Cette pratique publicitaire, "déviante" selon les représentants de ces grandes marques sollicités par TF1, porte un nom chez nos voisins anglo-saxons coutumiers du fait : le name & shame, que l’on pourrait traduire par mise au pilori, au ton le plus souvent humoristique à l’échelle d’une stratégie commerciale. Une manière, en l’occurrence, pour Intermarché de se positionner en défenseur des intérêts des consommateurs. Mais pas que.
Car cette communication est aussi la conséquence de l’anticipation, voulue par le gouvernement à travers un projet de loi destiné à lutter contre l’inflation, des négociations commerciales annuelles entre supermarchés et industriels pour 2024. Leur conclusion, habituellement prévue le 1ᵉʳ mars de chaque année, a en effet été exceptionnellement avancée à janvier. Pour le journaliste spécialisé Olivier Dauvers, les affiches d’Intermarché ne sont rien d’autre que des "préliminaires", soit un premier levier de pression de la grande distribution, "avant de passer aux choses sérieuses".
Intermarché : préliminaires avant négos ! Ici >> https://t.co/tAJz6UXY46 — Olivier Dauvers (@Dauvers70) November 17, 2023
"Le dossier est un brin plus complexe que la présentation d’Intermarché, décrypte celui-ci sur son blog.
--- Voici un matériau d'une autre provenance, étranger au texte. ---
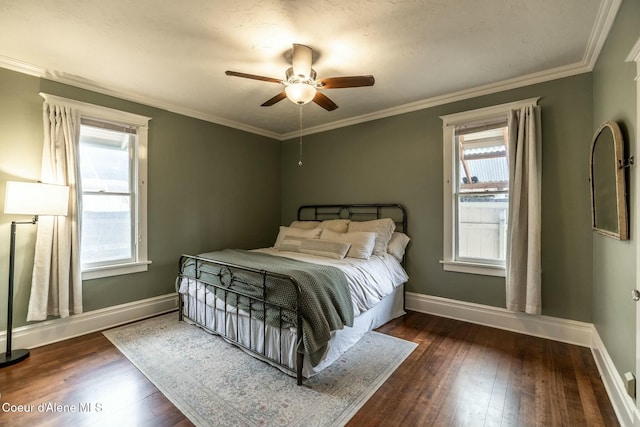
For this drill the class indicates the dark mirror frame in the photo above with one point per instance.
(608, 184)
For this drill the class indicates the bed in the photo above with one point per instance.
(331, 276)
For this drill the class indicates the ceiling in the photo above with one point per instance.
(173, 55)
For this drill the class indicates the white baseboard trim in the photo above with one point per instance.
(50, 331)
(569, 331)
(563, 330)
(623, 404)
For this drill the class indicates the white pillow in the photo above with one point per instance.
(361, 243)
(398, 244)
(383, 228)
(325, 248)
(337, 225)
(314, 233)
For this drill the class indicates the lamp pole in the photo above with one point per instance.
(10, 357)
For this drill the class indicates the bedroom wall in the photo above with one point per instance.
(209, 187)
(399, 159)
(614, 92)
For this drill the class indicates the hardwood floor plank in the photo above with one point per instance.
(460, 374)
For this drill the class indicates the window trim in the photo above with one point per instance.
(106, 114)
(449, 122)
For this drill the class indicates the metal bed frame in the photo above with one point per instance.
(230, 277)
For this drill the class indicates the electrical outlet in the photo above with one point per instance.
(630, 384)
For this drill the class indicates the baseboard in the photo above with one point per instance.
(50, 331)
(623, 404)
(563, 330)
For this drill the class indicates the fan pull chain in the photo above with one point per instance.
(300, 155)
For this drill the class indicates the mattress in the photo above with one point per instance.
(376, 286)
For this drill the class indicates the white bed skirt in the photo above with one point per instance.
(250, 333)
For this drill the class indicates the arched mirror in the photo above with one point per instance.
(608, 187)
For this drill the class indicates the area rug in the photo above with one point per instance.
(216, 384)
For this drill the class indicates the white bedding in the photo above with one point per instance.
(376, 291)
(369, 280)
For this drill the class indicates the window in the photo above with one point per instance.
(108, 194)
(476, 189)
(112, 189)
(112, 186)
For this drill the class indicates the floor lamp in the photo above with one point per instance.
(27, 198)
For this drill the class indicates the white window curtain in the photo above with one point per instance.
(56, 285)
(523, 264)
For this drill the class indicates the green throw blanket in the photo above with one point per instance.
(326, 303)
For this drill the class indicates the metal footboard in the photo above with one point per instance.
(242, 292)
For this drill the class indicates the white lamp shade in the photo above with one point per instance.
(31, 198)
(300, 93)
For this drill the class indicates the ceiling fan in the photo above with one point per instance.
(301, 86)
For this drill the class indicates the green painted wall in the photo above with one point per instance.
(614, 93)
(399, 159)
(210, 187)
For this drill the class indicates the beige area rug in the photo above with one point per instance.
(216, 384)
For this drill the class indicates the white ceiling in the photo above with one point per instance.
(173, 55)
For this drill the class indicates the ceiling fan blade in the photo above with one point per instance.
(323, 100)
(279, 97)
(301, 58)
(252, 76)
(343, 82)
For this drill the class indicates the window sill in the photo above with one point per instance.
(115, 270)
(474, 268)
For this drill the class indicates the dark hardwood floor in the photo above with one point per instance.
(459, 375)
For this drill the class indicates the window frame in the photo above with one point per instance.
(450, 261)
(140, 152)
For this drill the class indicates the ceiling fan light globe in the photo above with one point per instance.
(300, 93)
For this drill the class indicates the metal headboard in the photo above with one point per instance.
(357, 212)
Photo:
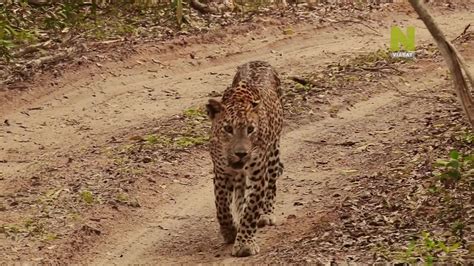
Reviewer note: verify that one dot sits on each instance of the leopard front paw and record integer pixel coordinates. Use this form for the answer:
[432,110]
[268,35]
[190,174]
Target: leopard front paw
[245,249]
[266,219]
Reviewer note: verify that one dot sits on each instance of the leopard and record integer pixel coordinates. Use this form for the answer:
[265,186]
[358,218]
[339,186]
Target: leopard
[244,146]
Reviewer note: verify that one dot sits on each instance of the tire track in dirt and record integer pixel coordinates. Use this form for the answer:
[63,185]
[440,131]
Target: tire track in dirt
[85,112]
[193,220]
[186,229]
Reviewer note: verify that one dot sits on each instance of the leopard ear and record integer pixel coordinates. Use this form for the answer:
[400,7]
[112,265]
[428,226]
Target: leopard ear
[213,108]
[255,104]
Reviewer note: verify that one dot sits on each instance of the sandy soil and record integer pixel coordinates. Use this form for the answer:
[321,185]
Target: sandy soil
[57,137]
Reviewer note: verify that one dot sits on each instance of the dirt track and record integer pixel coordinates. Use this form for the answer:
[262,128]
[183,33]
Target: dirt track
[89,111]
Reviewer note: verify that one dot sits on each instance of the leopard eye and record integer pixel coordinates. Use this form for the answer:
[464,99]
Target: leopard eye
[229,129]
[250,129]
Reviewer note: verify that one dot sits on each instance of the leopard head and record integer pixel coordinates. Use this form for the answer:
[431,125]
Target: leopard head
[236,126]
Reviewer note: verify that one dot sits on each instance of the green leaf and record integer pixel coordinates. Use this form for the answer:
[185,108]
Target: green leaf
[441,163]
[455,174]
[454,164]
[87,196]
[454,155]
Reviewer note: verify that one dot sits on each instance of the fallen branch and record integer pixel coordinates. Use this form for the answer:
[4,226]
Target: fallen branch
[454,60]
[32,48]
[463,33]
[49,59]
[304,81]
[203,8]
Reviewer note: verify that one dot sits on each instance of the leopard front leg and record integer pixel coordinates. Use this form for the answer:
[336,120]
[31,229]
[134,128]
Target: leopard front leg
[274,171]
[245,242]
[223,198]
Car, manifestement, Findus a des difficultés à répercuter la hausse de ses coûts (l’inflation de l’huile et des pommes de terre est une réalité). Sur 12 mois, sa boîte n’a augmenté 'que' de 17 %. Et c’est sans doute faute de parvenir à 'faire passer ces hausses de coûts' (chez Intermarché et chez les autres) que Findus a fait ce pas de côté. D’ailleurs, les rissolées Findus ont été moins inflationnistes que les marques de distributeurs, et notamment Intermarché (qui a oublié de l’indiquer à ses clients…) : 17% vs 28%."
Olivier Dauvers souligne, en outre, que seulement "deux enseignes ont accepté" de vendre les pommes rissolées de Findus à leur prix au kilo majoré de 70% : Cora et… Intermarché. "Car c’est l’originalité de la posture : Intermarché dénonce le stratagème de Findus mais a accepté de rentrer la gamme", note-t-il, adoptant à son tour un ton railleur. Même cas de figure pour les gels-douche du Petit Marseillais, toujours en rayon chez Intermarché qui, dans son affiche, justifie ainsi ce paradoxe : "Notre rôle est de vous proposer vos marques préférées mais aussi de vous alerter de ces comportements qui vous sont défavorables." Sauf que les soupes Knorr, elles, ont été purement et simplement retirées des rayons du magasin.
Comment expliquer cette différence de traitement ? "C'est assez facile pour les distributeurs de connaître la rentabilité de ces grands groupes, répond à TF1 Karine Sanouillet, experte de la grande distribution. Ils estiment donc aujourd'hui qu'il y a matière à aller obtenir des prix plus bas."